Quando l’Impero Romano d’Occidente cadde, nel V secolo d.C., l’intero territorio europeo entrò in un periodo di turbolenze sociali a seguito delle invasioni barbariche, con la Chiesa cattolica romana come unica struttura civile stabile; fu proprio tramite la Chiesa che la tecnologia vinicola e la viticoltura in generale, essenziali per la celebrazione della Messa, riuscirono a preservarsi intatte. Dal IV secolo in poi il cristianesimo contribuì in maniera determinante al rafforzamento del valore attribuito al vino; la liturgia dell’eucaristia sotto le due specie (pane e vino), praticata fino al XIII secolo, fu uno dei motori di mantenimento della tradizione viticola. L’epoca medioevale vide anche un progresso nella qualità del vino; mentre quelli antichi erano quasi sempre tagliati con acqua e resi più gradevoli con l’uso di erbe e aromi, il vino nella forma in cui lo consumiamo ancor oggi appare precisamente nel Medioevo. L’espansione della civiltà cristiana è stata anche all’origine dell’espansione della viticoltura nel mondo. Gli autentici custodi della qualità risultarono essere i monaci, i quali perpetuarono la tradizione del vino; cattedrali e chiese furono proprietarie di vigneti, convertendo l’attività alla produzione del “vino da messa”. I monaci gestirono vigneti monastici, aiutando nella creazione delle qualità oggi esistenti.

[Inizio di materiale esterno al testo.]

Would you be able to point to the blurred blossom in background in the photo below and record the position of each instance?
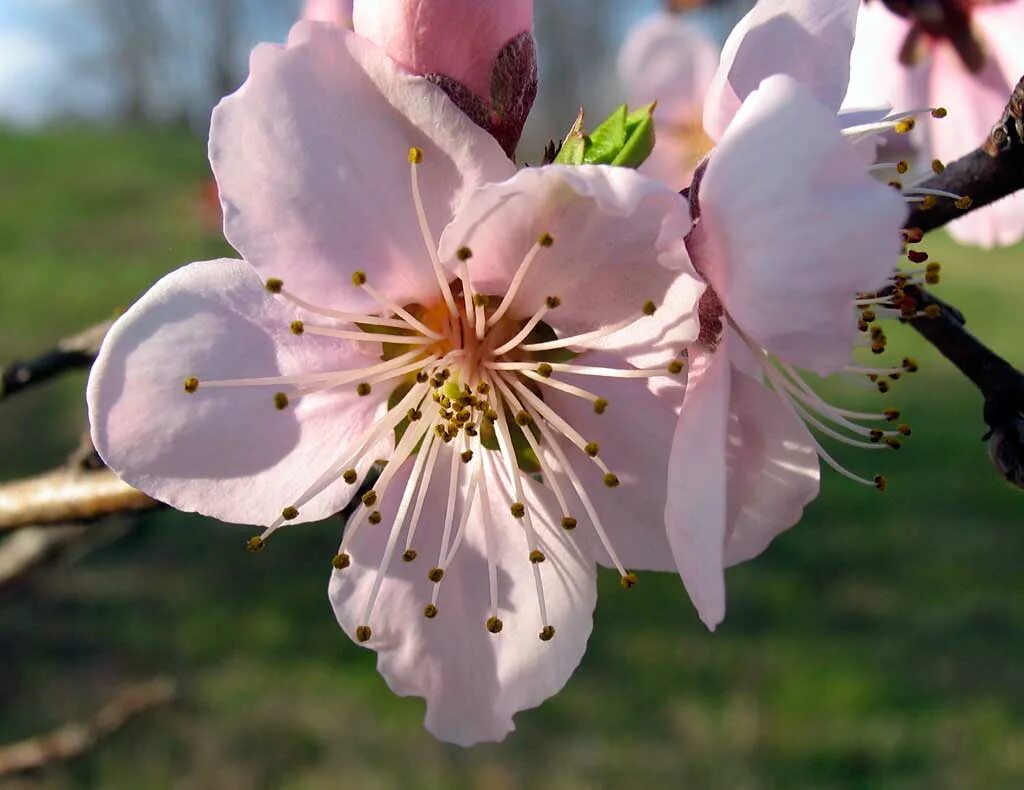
(876, 643)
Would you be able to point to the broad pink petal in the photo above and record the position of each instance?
(457, 38)
(635, 439)
(773, 467)
(809, 40)
(617, 243)
(669, 59)
(695, 510)
(225, 453)
(793, 226)
(333, 11)
(311, 157)
(975, 104)
(473, 681)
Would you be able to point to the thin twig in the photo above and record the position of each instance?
(992, 171)
(75, 739)
(75, 352)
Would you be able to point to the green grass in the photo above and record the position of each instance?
(877, 645)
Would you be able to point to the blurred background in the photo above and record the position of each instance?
(877, 645)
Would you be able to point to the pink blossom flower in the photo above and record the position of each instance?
(406, 296)
(481, 52)
(967, 57)
(334, 11)
(788, 229)
(672, 61)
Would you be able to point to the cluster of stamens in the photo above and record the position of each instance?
(466, 380)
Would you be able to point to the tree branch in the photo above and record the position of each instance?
(992, 171)
(75, 352)
(75, 739)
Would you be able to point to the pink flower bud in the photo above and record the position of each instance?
(460, 39)
(335, 11)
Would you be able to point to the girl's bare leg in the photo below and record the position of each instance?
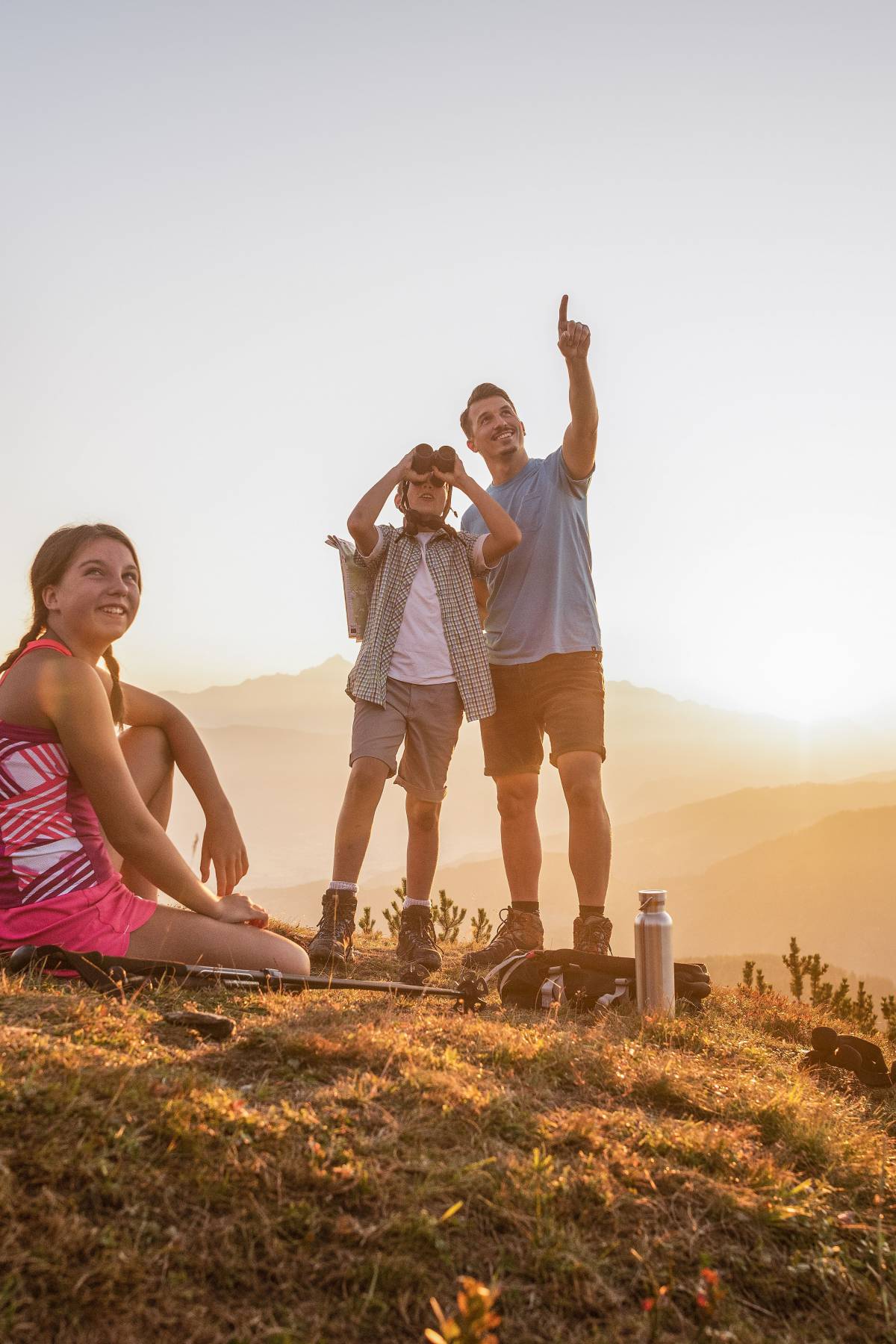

Nella sua generalità il vino assunse un ruolo d’industria commerciale proprio durante il Medioevo con continui scambi commerciali nel Vicino e Medio Oriente, in quanto materia prima dei procedimenti di distillazione da parte degli studiosi musulmani d’Alchimia volti a realizzare la Magnum Opus; riuscirono a produrre un etanolo relativamente puro, da utilizzare per lo più nell’industria della profumeria. Fu in questo periodo che il vino venne per la prima volta distillato in brandy. Per tutta l’epoca medioevale il vino risultò essere la bevanda comune di tutte le classi sociali dell’Europa meridionale, regione in cui si coltivarono assiduamente le uve. Nell’Europa settentrionale e nell’Europa orientale, dove in pochi coltivavano uva e producevano birra e Ale (è il termine usato per indicare le birre ad alta fermentazione) che furono le bevande abituali sia del popolo che della nobiltà. Nelle regioni Nordiche il vino venne importato, ma a causa della spesa necessaria relativamente elevata fu raramente consumato dalle classi inferiori. Tuttavia, poiché il vino rimaneva una necessità per poter celebrare la Messa cattolica, assicurarsene la regolare fornitura diventò cruciale. Nella Francia medievale e nel Sacro Romano Impero i monaci dell’Ordine di San Benedetto (VI secolo) diventarono presto tra i maggiori produttori di vino, seguiti dall’Ordine cistercense. I monaci medievali fecero della vinificazione il loro settore mercantile primario, arrivando a produrre tanto vino da spedirlo in ogni angolo d’Europa per usi “secolari”. Nel regno del Portogallo, uno dei paesi di più antica tradizione vinicola, venne creato il primo sistema di denominazione del mondo. La Francia medievale si mantenne la principale esportatrice di vino; Parigi e l’Île-de-France ospitarono i più vasti vigneti del regno, rifornendo le città, che rappresentavano le principali consumatrici. Il vino rosso sviluppato in territorio francese si estese successivamente nell’Europa occidentale a partire dal XIV secolo; difatti fino a quel momento i vini maggiormente apprezzati erano stati i bianchi e i rosé.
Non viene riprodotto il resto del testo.